Barbara Herdegen accueille tous les gens qui passent le pas de la porte de sa coquette boutique en leur offrant un thé bien chaud. « Ça me permet de parler aux clients », nous dit-elle en nous versant une délicieuse tasse de thé blanc champagne-cassis. Arrivée d’Allemagne il y a 13 ans, elle est sur Maguire depuis 8 ans et dans un tout nouveau local depuis tout juste 1 an. On trouve autour de nous une étonnante variété de thés, dont certains assemblages concoctés par Mme Herdegen elle-même. « Je ne veux pas que le thé soit un produit de luxe, même si j’ai ce qu’il faut pour répondre aux plus exigeants, soutient-elle. J’ai l’avantage d’être indépendante, je peux donc choisir moi-même mes produits. J’ai une quinzaine de fournisseurs, dont plusieurs au Japon et en Allemagne. »

Mme Herdegen est consciente que sa boutique est un commerce de quartier, mais elle voit de plus en plus de touristes qui viennent jusqu’à Sillery. « Il faut davantage être sur le circuit touristique, les quartiers sont un peu négligés à ce sujet, affirme-t-elle. Il faut créer des événements, le genre de ceux que l’on trouve en été dans le Maine, où l’on trouve la même ambiance qu’ici. On peut aussi penser à de petites promotions qui pourraient profiter à d’autres que Le Petit Champlain. »

1313, avenue Maguire, Québec

> Consultez le site web de La Maison des 100 thés

PHOTO BERNARD BRAULT, LA PRESSE

Barbara Herdegen, propriétaire de La Maison des 100 thés

Je m’assure que tous mes clients deviennent des ambassadeurs qui vont dire qu’ils ont visité la plus belle boutique du thé au Québec ! Pas à Québec, au Québec !

Barbara Herdegen, propriétaire de La Maison des 100 thés

L’épicurien

PHOTO BERNARD BRAULT, LA PRESSE

L’épicurien propose crêpes, galettes et pâtisseries.

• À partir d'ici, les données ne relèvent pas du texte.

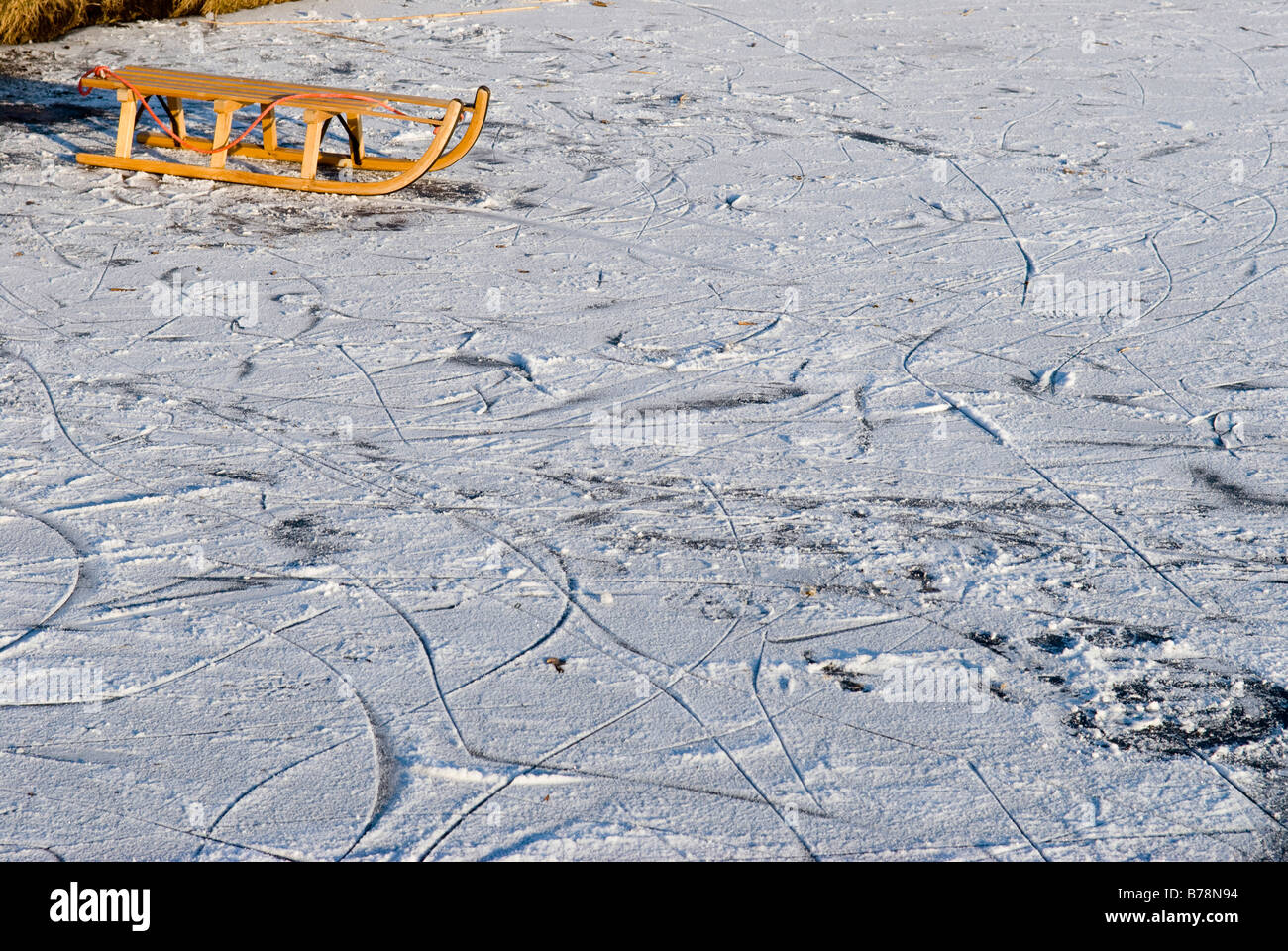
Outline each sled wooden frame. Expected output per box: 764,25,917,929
76,65,490,194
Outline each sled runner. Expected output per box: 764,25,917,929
76,65,489,194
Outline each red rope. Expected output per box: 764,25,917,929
76,65,407,155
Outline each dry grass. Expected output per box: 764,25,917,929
0,0,296,43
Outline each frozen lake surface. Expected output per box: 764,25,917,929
0,0,1288,861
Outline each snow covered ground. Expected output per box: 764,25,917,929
0,0,1288,860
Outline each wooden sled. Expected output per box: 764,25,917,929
76,65,490,194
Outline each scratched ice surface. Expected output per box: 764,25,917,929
0,0,1288,861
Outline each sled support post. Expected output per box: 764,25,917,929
116,89,138,158
300,110,326,179
164,95,188,139
259,102,277,152
210,99,241,168
344,112,366,163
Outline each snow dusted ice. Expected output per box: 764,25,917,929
0,0,1288,861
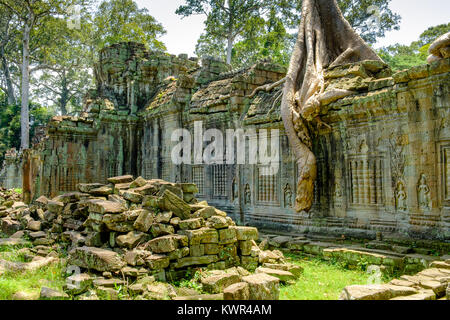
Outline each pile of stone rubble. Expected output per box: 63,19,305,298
0,176,302,300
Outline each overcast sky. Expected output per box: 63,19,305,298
136,0,450,56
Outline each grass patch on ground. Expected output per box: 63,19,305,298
0,260,65,300
0,246,390,300
280,254,387,300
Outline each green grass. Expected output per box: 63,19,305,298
0,264,65,300
280,254,388,300
0,246,65,300
0,247,390,300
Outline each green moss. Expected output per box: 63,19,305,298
0,259,65,300
280,254,388,300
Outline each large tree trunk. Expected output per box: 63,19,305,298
59,72,69,116
227,36,233,64
281,0,381,212
20,23,31,150
0,48,16,105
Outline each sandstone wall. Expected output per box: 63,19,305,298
0,149,22,189
21,45,450,240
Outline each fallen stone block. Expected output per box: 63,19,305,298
40,287,69,299
390,290,436,301
263,263,303,279
77,183,105,193
47,200,64,215
116,231,148,249
69,247,125,272
65,273,93,295
430,261,450,269
179,218,205,230
0,238,31,247
217,227,238,245
339,284,418,300
230,227,258,241
150,223,175,238
255,267,296,283
178,228,219,245
1,217,22,235
223,282,250,300
89,185,114,197
201,271,241,293
119,190,144,203
171,255,219,269
172,293,224,301
242,273,280,300
147,235,179,253
108,175,133,184
158,190,191,220
89,200,127,214
134,209,154,232
145,254,170,270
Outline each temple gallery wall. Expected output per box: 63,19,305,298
2,43,450,240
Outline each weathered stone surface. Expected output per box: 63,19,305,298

Tout jeune couple, Antoine Dumais et Symi Dédes s’affairent à servir la clientèle qui entre à rythme soutenu en ce mardi midi. C’est donc le père de cette dernière, Élie, qui nous accueille pour nous parler de ce nouveau projet qu’il caressait secrètement depuis un bon bout de temps. « Quand j’allais chercher Symi après ses cours au Collège Jésus-Marie, j’en profitais pour venir sur Maguire et arrêter ici même — ça s’appelait alors Les délices de Picardie, une institution pendant 30 ans à Québec. Je voulais donc m’installer dans Sillery, mais les loyers étaient trop chers… » Jusqu’à ce que l’occasion se présente il y a un peu moins d’un an. « J’ai contacté le proprio de l’immeuble, nul autre que l’ancien patron des Délices de Picardie, souligne Élie Dédes. Et ça a cliqué tout de suite avec le monsieur de 82 ans, Picard comme moi ! »

Propriétaire de deux pizzerias du Vieux-Québec, Élie Dédes a regardé ce qui manquait à l’avenue Maguire et a ainsi choisi de lancer une formule crêpes, galettes et pâtisseries. Résultat de la pénurie de main-d’œuvre qui sévit au Québec, il est allé chercher un coup de main en France, embauchant six cuisiniers, y compris son crêpier et sa pâtissière. Et il est particulièrement fier de son coup : « Mon crêpier met ses recettes au point avec des ingrédients uniquement biologiques, alors que ma pâtissière fait ses gâteaux tous les jours — ses chocolatines et ses croissants sont tout simplement incroyables. »

1292, avenue Maguire, Québec

> Consultez le site web de L’épicurien

PHOTO BERNARD BRAULT, LA PRESSE

Antoine Dumais, Symi Dédes et Élie Dédes, de L’épicurien

Ça sent bon pour les prochaines années sur Maguire. L’ambiance ici est très bonne, on s’approvisionne entre nous, contrairement à ce que l’on voit dans le Vieux-Québec. Ici, tout le monde rame dans le même sens.